DE = \frac{\sum_{i = 1}^{k} (p_{g_{i}}^{des} \cdot ‖ g_{i} - g_{d} ‖)}{\sum_{i = 1}^{k} p_{g_{i}}^{des}}

(14)

where $p_{g_{i}}^{des}$ is the destination probability of $g_{i}$ . The Aggregated Distance Error is defined as the arithmetical mean of all the $DE s$ for predictions in experiments, measuring the spatial proximity of predicted destinations to the real destination. The higher the Predictive Accuracy, the better the prediction model performs, while Aggregated Distance Error just do the opposite.

Baseline models

We employ three non-trivial baseline models for effectiveness evaluation.

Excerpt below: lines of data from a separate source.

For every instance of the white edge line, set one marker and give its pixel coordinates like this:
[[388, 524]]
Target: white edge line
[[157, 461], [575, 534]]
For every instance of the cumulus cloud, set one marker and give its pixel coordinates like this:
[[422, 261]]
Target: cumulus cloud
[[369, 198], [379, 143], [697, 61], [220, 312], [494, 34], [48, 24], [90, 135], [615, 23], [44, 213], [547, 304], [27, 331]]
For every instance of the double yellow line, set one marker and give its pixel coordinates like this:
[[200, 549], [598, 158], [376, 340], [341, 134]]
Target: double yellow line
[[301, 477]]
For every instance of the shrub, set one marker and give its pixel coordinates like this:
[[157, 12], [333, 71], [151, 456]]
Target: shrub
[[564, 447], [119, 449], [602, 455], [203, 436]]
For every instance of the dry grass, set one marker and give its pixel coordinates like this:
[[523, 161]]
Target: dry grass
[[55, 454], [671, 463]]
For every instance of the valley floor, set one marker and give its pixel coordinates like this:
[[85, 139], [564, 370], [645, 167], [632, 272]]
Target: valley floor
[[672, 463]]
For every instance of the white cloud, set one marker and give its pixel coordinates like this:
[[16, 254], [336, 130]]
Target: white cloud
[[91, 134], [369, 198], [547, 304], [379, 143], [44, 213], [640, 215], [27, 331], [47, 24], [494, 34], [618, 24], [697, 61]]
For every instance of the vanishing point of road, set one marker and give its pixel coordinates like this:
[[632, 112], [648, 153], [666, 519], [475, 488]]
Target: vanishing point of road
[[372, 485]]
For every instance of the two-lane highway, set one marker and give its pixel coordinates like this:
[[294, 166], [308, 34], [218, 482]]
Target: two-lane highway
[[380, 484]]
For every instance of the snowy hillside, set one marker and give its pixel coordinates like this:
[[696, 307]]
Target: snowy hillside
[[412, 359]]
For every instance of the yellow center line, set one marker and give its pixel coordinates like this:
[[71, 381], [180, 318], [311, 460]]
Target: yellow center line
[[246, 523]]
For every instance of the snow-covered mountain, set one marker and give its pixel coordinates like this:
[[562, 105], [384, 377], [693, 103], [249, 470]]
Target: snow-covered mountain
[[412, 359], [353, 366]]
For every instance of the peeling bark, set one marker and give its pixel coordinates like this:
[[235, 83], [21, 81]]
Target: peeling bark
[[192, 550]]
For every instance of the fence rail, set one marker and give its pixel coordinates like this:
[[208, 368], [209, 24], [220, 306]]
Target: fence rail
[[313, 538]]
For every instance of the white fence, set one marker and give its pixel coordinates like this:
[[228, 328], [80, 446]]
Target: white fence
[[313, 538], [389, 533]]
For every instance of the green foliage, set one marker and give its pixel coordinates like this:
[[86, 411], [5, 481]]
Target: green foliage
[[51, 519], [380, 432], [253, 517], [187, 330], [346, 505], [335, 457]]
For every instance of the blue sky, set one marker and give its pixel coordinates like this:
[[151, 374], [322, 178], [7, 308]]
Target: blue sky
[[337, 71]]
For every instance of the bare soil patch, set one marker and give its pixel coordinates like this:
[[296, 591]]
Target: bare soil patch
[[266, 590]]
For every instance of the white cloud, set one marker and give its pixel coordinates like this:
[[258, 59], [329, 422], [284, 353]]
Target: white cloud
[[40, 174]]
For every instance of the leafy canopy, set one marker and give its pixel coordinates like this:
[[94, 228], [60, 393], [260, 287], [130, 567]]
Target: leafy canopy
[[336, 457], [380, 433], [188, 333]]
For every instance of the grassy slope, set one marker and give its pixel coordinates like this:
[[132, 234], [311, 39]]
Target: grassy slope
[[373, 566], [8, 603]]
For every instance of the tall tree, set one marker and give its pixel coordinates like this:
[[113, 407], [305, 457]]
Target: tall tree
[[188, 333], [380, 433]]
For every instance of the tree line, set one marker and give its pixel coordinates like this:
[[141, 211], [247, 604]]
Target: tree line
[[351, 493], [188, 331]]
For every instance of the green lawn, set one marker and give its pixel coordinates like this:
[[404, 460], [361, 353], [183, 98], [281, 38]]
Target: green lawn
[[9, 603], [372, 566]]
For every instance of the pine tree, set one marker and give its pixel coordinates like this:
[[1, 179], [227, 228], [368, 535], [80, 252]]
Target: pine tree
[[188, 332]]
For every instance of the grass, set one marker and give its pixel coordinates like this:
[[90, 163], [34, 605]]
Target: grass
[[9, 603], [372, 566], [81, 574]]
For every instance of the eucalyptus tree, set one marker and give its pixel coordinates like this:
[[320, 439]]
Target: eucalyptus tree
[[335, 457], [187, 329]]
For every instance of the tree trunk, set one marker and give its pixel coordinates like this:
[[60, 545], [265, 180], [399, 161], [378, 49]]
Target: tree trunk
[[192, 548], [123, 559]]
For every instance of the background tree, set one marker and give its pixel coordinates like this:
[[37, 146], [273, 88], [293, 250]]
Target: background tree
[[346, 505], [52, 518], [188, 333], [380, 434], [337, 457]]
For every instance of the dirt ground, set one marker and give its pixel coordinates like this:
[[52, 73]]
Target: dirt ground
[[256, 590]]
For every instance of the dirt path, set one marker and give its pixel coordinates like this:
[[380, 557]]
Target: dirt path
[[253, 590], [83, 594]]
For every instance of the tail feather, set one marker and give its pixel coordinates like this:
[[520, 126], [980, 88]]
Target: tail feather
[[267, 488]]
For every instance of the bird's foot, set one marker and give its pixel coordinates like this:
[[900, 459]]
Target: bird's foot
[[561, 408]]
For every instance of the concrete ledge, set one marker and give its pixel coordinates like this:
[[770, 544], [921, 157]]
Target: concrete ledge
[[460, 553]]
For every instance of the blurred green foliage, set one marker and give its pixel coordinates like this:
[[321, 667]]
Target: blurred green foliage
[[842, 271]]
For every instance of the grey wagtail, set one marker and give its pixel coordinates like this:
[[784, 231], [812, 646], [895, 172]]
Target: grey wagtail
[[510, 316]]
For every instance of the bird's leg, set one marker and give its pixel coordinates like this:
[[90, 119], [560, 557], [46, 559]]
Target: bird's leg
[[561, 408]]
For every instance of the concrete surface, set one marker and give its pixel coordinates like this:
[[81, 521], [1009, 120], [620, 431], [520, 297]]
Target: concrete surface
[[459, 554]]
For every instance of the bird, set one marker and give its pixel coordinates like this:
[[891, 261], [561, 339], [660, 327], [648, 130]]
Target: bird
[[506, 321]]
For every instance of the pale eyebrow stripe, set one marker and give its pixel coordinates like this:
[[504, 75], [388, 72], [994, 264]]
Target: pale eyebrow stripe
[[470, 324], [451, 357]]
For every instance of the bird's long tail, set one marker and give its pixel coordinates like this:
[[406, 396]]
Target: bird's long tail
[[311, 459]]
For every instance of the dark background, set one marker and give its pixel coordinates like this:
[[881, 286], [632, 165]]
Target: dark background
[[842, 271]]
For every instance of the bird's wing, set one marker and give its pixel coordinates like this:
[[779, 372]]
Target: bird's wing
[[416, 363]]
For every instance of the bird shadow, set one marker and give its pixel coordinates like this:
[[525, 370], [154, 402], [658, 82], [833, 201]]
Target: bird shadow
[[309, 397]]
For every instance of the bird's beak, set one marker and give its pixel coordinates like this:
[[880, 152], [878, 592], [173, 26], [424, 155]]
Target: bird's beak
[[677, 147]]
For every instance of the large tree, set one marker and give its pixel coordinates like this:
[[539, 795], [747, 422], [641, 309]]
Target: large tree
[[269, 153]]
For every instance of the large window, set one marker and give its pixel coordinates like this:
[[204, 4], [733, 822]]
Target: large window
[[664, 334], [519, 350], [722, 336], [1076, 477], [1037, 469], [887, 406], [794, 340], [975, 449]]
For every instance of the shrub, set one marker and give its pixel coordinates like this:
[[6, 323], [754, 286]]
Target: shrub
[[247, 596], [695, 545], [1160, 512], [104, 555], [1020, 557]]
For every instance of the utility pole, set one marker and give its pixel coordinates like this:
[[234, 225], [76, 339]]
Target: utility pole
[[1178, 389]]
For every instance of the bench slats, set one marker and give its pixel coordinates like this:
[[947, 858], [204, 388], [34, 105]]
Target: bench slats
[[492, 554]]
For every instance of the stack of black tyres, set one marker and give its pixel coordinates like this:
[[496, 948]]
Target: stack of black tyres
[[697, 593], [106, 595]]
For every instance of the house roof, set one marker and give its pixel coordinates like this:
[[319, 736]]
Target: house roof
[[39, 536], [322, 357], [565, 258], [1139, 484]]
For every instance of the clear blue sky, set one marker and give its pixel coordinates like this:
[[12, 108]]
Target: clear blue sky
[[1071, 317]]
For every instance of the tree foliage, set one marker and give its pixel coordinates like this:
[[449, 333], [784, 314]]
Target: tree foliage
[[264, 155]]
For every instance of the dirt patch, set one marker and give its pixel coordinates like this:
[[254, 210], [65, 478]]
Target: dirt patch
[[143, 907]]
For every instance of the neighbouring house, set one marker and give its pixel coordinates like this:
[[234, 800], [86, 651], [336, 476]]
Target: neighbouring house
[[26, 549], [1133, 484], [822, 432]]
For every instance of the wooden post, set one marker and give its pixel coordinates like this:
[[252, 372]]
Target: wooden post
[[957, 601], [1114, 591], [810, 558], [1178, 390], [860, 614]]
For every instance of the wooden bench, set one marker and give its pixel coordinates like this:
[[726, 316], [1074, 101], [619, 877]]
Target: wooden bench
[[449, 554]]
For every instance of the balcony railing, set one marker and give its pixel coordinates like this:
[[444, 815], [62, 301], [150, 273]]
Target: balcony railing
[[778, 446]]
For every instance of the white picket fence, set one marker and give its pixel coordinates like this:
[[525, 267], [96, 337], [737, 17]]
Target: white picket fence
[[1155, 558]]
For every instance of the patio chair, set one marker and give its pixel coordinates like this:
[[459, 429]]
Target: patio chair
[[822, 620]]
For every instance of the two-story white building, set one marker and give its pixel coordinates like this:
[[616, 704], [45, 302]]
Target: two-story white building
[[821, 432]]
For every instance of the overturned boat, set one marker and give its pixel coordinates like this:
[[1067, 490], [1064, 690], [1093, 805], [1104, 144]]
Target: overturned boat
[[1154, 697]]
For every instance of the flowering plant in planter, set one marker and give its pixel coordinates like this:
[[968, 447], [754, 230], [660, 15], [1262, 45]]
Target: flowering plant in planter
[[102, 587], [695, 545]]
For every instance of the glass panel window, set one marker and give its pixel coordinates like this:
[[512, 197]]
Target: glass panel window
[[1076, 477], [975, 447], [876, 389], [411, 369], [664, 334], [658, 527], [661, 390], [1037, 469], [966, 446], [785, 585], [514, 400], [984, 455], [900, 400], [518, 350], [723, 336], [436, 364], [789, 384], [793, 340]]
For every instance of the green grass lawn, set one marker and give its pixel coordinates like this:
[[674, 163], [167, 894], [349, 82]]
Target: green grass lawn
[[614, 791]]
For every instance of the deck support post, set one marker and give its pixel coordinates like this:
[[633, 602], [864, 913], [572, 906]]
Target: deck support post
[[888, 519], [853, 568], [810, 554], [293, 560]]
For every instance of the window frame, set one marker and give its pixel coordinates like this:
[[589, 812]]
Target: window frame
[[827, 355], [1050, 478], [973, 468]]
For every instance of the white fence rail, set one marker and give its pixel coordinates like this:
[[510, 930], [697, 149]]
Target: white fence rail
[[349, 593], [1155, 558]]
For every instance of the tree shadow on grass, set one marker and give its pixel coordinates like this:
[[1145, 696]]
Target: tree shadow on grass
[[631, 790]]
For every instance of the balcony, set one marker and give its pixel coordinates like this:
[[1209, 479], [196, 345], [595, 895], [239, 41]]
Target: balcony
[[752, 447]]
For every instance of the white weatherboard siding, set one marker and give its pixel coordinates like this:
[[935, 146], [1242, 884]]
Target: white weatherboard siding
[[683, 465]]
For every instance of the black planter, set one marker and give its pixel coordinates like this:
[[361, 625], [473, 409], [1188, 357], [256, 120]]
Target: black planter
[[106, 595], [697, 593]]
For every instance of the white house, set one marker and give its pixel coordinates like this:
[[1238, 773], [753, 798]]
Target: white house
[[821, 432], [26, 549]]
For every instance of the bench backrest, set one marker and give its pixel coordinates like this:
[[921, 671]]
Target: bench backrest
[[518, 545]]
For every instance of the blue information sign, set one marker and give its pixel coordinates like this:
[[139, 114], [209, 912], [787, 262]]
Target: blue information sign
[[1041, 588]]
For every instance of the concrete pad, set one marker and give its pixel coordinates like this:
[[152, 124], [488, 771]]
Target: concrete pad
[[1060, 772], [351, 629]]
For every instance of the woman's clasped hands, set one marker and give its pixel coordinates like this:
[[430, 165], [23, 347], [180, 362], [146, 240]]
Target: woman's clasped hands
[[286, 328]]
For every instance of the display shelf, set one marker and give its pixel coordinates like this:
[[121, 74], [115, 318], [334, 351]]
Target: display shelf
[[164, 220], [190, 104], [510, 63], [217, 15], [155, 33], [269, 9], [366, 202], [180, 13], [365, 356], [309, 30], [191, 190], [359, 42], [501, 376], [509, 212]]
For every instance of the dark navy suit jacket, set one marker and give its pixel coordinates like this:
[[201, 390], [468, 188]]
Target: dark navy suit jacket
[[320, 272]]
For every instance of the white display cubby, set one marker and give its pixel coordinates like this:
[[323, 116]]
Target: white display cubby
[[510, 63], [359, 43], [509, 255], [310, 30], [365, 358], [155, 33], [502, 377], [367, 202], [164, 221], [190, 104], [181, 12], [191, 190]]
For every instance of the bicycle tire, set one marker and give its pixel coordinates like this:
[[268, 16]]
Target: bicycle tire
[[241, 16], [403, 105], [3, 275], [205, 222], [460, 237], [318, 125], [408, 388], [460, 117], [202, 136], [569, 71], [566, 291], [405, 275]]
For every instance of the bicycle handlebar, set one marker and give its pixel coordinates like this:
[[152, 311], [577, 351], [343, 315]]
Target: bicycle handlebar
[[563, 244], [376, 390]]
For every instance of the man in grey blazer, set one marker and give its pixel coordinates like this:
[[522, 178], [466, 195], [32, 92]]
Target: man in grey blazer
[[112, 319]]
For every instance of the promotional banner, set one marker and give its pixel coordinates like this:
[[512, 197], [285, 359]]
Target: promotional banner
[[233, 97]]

1. Most Frequent Visit (MFV) model

The MFV model²⁹ assigns the probability of a user $u_{k}$ ’s next check-in in grid cell $g_{i}$ as the probability of $u_{k}$ checking-in the grid cell $g_{i}$ in his visiting history, formally

\overset{MFV}{p} (l_{d} \in g_{i} | Δ t_{m}, {tra}_{k}^{q}) = \frac{| {c^{k} | l^{k} \in g_{i}} |}{| {c^{k}} |}

(15)

2. ZMDB model

The ZMDB model, which is named after the authors’ name of literature,²⁴ is based on the Bayesian inference framework, specifically

\overset{ZMDB}{p} (l_{d} \in g_{i} | Δ t_{m}, {tra}_{k}^{q}) = \frac{p ({tra}_{k}^{q} | l_{d} \in g_{i}) p (l_{d} \in g_{i})}{\sum_{j} p ({tra}_{k}^{q} | l_{d} \in g_{j}) p (l_{d} \in g_{j})}

(16)

The posterior probability is defined as

p ({tra}_{k}^{q} | l_{d} \in g_{i}) = \frac{| {tr a_{l_{d} \in g_{i}} | {tra}_{k}^{q} \subset tr a_{l_{d} \in g_{i}}} |}{| {tr a_{l_{d} \in g_{i}}} |}

(17)

where ${tra}_{k}^{q} \subset tr a_{l_{d} \in g_{i}}$ means the query trajectory partially matches the trajectories whose termination $l_{d}$ is located in $g_{i}$ . The prior probability $p (l_{d} \in g_{i})$ can be easily calculated by equation (10).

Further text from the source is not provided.